Por hijuelos. Muchas especies producen rosetas laterales que se separan con parte de raíz y se plantan directamente.
La mejor época para las tres es primavera y otoño. En pleno verano, con calor extremo, y en invierno, con la planta parada, el enraizamiento es lento e inseguro.
Floración
A diferencia de los Sempervivum y los Aeonium, las Echeveria no mueren al florecer. Emiten un escapo lateral, largo y arqueado, con flores acampanadas o urceoladas en tonos anaranjados, rosados o amarillos, y la roseta sigue viva y creciendo después.
Se puede dejar la flor o cortarla. Dejarla cuesta energía a la planta y atrae pulgón, que se concentra en los tallos florales tiernos. Cortarla en la base, con tijera limpia y una vez marchita, devuelve ese esfuerzo al crecimiento vegetativo. Es una decisión estética, no de salud.
Plagas y problemas frecuentes
La cochinilla algodonosa es la plaga habitual. Se esconde entre las hojas basales y en el cuello, y aparece como pequeñas masas blancas algodonosas. Se detecta antes si se retiran con regularidad las hojas secas de la base, que es justo donde se refugia. En focos pequeños, la retirada manual con un bastoncillo mojado en alcohol es eficaz y suficiente.
El pulgón ataca sobre todo a los tallos florales. Un chorro de agua o una aplicación de agua jabonosa lo controlan bien en una planta de casa.
La podredumbre del cuello no es una plaga sino una consecuencia. Cuando la base de la roseta se vuelve blanda y oscura, la planta ya no se salva por abajo: la única opción es cortar por encima de la zona afectada, comprobar que el tejido interior está sano y blanco, dejar secar el corte y volver a enraizar la roseta.
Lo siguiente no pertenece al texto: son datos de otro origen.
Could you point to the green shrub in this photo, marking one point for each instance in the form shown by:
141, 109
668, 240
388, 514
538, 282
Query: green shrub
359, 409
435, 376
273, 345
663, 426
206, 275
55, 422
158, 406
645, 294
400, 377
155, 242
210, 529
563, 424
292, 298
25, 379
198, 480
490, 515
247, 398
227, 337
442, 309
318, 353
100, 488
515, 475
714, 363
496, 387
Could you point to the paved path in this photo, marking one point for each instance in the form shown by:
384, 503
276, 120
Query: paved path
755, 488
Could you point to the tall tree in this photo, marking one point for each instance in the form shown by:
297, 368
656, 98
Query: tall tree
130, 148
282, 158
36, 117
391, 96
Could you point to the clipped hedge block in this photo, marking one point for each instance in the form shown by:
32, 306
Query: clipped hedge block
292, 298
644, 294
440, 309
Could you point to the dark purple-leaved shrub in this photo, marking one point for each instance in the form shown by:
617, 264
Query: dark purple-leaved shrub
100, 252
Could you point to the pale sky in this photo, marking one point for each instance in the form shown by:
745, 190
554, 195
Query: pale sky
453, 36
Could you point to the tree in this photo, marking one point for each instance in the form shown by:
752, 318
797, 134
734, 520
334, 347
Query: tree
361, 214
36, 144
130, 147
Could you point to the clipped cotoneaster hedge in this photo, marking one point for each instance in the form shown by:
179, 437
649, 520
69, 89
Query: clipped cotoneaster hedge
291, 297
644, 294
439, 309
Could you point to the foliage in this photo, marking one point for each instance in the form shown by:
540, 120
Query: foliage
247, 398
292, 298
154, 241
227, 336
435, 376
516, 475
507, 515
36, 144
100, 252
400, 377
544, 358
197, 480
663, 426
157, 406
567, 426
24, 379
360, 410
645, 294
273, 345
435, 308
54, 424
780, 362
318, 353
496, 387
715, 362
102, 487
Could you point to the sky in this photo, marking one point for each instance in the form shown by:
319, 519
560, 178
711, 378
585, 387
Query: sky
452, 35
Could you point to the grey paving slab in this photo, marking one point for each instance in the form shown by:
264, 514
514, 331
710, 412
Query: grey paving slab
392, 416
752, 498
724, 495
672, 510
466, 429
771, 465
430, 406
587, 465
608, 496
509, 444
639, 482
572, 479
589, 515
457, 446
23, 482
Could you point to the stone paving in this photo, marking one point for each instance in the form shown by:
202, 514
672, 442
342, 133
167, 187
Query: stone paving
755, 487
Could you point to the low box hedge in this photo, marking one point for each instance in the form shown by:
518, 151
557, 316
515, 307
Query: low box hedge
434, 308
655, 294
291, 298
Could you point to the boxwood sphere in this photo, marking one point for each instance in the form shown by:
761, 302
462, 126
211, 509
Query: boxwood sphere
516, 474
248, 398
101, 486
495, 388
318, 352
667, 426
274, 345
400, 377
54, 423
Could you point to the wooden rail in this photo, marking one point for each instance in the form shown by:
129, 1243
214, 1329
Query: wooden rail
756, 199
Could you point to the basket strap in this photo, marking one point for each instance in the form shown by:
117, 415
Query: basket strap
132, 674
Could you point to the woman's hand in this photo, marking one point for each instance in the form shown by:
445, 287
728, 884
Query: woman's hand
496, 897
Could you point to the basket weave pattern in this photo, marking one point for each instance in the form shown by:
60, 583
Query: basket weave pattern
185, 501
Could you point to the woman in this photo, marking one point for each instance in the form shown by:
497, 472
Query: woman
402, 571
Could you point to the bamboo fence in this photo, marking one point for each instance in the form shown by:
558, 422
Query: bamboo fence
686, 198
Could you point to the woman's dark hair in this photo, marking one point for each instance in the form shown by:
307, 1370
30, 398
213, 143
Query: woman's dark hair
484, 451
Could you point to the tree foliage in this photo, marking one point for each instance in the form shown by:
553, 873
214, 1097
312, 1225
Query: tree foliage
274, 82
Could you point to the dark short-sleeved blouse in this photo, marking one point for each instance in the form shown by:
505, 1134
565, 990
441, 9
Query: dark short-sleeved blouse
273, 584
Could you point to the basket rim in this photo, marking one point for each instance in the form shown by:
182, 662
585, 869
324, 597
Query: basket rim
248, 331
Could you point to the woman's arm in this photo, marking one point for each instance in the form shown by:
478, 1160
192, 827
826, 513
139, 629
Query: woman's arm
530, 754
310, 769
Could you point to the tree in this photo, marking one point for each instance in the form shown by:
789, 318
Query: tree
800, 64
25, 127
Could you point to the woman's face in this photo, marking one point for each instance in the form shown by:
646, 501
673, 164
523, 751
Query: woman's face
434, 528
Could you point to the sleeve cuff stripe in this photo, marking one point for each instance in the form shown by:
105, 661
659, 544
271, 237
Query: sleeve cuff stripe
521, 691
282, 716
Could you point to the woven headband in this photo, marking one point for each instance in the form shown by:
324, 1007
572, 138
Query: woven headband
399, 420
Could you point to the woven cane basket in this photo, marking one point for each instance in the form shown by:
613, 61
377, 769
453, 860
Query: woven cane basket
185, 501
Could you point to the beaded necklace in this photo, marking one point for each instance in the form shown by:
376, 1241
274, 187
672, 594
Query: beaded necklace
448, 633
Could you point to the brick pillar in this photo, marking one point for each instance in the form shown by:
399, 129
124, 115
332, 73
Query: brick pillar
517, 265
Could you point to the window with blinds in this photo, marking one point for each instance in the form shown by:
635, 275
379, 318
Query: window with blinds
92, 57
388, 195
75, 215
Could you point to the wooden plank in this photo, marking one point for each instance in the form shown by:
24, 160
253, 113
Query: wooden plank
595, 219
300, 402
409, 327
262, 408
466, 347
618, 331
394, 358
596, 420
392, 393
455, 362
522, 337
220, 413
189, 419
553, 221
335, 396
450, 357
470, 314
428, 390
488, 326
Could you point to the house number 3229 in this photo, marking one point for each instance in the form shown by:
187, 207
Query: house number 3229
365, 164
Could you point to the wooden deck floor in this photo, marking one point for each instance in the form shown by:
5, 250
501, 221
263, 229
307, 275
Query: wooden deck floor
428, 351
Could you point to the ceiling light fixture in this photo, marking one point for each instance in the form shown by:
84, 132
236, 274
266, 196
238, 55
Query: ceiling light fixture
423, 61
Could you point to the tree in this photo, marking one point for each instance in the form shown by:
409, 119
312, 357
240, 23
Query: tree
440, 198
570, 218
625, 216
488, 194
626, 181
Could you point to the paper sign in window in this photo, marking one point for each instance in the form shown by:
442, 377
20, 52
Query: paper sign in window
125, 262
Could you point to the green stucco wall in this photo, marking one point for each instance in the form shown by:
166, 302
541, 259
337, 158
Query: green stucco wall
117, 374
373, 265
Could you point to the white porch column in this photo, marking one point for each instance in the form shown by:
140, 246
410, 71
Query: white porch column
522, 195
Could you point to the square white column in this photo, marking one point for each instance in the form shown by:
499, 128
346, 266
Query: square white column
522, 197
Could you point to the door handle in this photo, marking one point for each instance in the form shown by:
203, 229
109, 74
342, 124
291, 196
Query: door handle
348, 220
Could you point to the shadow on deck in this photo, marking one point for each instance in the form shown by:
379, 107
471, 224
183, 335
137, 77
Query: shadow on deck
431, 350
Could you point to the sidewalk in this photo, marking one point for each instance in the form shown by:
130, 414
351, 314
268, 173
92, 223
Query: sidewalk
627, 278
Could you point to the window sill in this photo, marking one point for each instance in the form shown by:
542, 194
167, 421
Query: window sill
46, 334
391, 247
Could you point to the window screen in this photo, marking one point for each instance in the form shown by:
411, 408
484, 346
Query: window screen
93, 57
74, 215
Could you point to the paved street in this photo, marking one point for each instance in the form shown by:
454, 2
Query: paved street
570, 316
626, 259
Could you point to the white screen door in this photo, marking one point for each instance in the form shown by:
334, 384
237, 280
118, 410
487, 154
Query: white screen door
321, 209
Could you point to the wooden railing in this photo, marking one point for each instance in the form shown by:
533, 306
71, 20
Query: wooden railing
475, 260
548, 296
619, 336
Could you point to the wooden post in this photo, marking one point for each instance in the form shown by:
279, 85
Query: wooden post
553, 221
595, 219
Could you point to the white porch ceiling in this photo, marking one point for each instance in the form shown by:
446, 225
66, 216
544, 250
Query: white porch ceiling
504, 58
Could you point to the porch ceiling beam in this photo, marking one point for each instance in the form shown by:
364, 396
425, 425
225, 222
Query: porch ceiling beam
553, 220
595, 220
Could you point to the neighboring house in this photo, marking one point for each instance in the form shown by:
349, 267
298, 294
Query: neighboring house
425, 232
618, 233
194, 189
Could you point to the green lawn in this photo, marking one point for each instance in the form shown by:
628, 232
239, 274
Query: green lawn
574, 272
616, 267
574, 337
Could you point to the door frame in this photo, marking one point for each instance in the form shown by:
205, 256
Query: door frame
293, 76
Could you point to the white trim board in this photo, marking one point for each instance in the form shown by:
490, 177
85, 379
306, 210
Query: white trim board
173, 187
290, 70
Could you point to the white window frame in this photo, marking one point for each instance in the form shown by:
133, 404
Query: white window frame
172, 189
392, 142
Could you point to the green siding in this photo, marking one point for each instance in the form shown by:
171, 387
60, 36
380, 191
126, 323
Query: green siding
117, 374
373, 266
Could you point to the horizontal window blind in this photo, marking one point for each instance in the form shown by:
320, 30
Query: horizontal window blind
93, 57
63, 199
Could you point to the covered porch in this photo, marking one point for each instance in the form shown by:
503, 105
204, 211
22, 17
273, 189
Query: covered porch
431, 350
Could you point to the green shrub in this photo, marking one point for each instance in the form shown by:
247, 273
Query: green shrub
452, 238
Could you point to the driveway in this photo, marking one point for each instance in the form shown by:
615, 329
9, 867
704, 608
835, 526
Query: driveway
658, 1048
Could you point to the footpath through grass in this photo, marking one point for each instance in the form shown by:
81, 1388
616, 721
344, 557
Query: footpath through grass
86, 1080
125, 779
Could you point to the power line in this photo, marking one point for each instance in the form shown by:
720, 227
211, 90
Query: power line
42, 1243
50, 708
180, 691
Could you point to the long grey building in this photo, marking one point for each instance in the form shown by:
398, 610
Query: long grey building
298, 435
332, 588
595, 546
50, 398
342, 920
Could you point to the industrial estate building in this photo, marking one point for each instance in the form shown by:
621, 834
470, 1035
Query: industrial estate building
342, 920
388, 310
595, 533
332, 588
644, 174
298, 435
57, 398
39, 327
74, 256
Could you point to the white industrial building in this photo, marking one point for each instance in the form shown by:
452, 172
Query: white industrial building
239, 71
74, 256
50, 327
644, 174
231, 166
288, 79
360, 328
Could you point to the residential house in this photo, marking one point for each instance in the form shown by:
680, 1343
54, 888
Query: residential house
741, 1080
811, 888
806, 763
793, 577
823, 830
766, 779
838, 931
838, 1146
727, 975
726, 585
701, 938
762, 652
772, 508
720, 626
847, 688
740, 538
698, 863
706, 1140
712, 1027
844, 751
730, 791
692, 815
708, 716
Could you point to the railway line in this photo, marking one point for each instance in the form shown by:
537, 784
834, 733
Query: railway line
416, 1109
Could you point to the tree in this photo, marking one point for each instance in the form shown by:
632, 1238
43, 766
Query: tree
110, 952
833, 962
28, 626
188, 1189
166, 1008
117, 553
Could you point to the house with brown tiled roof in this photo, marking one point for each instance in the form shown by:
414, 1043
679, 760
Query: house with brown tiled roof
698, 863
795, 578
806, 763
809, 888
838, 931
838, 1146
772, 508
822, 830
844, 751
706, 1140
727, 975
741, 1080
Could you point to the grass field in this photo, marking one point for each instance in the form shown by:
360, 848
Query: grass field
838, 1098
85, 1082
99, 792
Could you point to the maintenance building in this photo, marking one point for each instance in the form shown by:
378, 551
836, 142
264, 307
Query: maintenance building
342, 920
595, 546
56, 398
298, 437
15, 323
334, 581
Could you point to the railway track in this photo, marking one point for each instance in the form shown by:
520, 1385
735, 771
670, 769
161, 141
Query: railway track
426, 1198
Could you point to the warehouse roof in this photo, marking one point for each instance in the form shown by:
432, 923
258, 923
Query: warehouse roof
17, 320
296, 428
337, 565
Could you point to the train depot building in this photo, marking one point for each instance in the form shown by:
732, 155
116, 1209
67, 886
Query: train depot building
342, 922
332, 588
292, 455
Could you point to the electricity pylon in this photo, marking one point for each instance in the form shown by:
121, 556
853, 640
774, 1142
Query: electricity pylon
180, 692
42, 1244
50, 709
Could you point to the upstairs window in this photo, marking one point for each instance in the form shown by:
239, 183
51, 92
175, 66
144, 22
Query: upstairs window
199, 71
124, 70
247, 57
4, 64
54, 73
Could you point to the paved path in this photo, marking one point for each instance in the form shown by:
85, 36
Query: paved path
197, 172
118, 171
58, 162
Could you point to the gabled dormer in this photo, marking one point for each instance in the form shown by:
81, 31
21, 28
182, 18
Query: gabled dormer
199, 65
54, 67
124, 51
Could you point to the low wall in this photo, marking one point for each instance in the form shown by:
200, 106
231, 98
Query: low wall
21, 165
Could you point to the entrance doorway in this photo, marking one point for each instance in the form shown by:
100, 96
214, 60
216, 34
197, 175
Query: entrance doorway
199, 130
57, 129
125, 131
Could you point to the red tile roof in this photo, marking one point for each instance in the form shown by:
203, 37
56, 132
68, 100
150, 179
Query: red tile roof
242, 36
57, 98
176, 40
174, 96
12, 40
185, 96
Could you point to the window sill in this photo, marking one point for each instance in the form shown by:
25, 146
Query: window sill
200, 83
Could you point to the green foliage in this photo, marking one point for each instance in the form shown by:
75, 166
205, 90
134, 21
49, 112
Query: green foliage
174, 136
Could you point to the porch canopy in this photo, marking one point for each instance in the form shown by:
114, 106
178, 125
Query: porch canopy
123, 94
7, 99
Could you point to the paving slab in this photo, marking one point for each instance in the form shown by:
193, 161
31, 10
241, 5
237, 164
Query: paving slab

Las hojas basales secas, en cambio, no son un problema. Una roseta va perdiendo las hojas inferiores a medida que crece; eso es normal. Lo que conviene es retirarlas, porque acumuladas dan refugio a cochinillas y retienen humedad.
En resumen
Una Echeveria sana es la suma de tres decisiones: luz abundante sin sol abrasador a mediodía en verano, sustrato mineral en maceta con drenaje y riegos abundantes pero muy espaciados, mínimos en invierno. Todo lo demás, abono, trasplante y multiplicación, es secundario y admite errores.
En España, el calendario manda: primavera y otoño son las estaciones de trabajo, verano y el frío del invierno son épocas de dejar en paz a la planta. Y si la roseta se ha estirado por falta de luz, no se recupera esperando; se decapita, se enraíza de nuevo y se coloca en un sitio con más sol.